Audio3 : Der Himmel über Berlin

http://vimeo.com/13207279

 

 

• un désespérant irrespect phonétique dans les médias pour les noms et produits étrangers : France Inter : Premier arrivée dans le 3e : Dulce de Leche ; Jeux vidéos (pour un public Jeune qui pourrait adorer s’approprier l’altérité !) : Medal of Honor, Gran Theft Auto… les acteurs Richard Gere, Colin Farell…

 

 

• L’absence de modèles positifs : nos présidents et politiques parlent peu ou pas les langues étrangères. Le premier ministre actuel parle allemand (c’est souvent précisé, enfin !). Sur Europe 15.06.2012 commenté par Le Parisien : « En allumant leur radio vers 8h20 ce matin, les auditeurs d’Europe 1 ont probablement été surpris par cette longue tirade en allemand - 12 secondes, une éternité en radio - adressée par le Premier ministre Jean-Marc Ayrault à la Chancelière allemande Angela Maerkel » :

«Wir haben eine gemeinsame Verantwortung, Europa eine Zukunft zu geben.
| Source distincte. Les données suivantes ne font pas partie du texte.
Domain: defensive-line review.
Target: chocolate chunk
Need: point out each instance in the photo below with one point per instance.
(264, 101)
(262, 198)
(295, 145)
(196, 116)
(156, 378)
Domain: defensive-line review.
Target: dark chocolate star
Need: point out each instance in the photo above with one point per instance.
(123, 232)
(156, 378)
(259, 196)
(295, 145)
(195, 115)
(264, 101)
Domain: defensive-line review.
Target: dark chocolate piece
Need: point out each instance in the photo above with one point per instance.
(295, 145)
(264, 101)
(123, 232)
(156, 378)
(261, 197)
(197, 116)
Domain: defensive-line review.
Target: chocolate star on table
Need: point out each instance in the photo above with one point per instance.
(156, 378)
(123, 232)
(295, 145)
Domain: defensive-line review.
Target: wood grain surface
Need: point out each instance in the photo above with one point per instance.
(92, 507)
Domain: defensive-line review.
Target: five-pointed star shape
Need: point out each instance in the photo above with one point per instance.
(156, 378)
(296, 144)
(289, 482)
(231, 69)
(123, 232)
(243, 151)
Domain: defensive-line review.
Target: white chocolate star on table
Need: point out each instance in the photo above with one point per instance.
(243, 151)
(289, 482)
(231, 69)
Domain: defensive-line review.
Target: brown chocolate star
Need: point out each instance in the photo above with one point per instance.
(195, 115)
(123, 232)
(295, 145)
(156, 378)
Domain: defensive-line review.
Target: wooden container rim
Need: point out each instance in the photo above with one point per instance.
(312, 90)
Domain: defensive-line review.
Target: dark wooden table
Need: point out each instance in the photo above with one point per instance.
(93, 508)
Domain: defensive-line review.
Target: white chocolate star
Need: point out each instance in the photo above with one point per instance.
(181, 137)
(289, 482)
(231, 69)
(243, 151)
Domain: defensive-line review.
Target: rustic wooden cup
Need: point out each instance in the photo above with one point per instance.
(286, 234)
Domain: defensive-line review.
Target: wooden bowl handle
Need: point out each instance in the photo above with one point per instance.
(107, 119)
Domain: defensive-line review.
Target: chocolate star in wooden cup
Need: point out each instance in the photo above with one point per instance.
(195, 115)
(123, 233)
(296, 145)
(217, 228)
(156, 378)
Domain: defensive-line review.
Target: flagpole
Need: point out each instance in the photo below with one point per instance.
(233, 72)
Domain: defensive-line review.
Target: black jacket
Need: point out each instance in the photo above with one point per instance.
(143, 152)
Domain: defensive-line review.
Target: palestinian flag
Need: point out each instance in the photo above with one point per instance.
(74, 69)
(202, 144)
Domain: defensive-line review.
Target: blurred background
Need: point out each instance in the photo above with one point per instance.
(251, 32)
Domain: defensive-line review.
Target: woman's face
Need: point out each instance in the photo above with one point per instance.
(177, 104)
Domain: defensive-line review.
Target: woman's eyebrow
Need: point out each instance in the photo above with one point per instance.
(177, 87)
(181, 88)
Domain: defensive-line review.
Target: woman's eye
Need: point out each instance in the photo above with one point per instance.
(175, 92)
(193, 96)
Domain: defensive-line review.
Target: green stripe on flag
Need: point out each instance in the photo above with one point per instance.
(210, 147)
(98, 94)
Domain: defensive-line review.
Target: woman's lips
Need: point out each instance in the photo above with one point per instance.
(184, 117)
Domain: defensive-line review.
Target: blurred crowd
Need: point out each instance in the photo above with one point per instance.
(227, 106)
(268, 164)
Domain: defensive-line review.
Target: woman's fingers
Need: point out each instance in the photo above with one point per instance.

Und wie Mitterrand und Kohl, François Hollande und Frau Merkel sind davon überzeugt.»

 

Ce qui est le plus apparent, ce sont les accents étrangers : Jane Birkin, Eva Joly, Karl Lagerfeld… Par contre que l’acteur Henri Garcin s’appelle Anton Albers et soit Néerlandais (autres exemples), personne ne peut d’emblée s’en rendre compte alors personne ne s’en émeut…

 

Notes et commentaires de Gabrielle Varro au fil d’un texte de L. Morozova :

www.cebip.com/download.asp?file=/elementi/www/...9...

 

LM : « Bien prononcer est toujours valorisant (3). Selon de nombreux témoignages, il est plus important d'avoir un "bon accent" qu'un vocabulaire riche ou une grammaire impeccable. Cela s’explique en grande partie par le fait qu'une bonne prononciation ne perturbe pas la stratégie de perception: des sons et un rythme "authentiques", une intonation conforme, diminuent l'effort requis, tout en permettant à l’interlocuteur d’anticiper l’identification de l’énoncé, comme cela se fait entre personnes dialoguant en langue maternelle. »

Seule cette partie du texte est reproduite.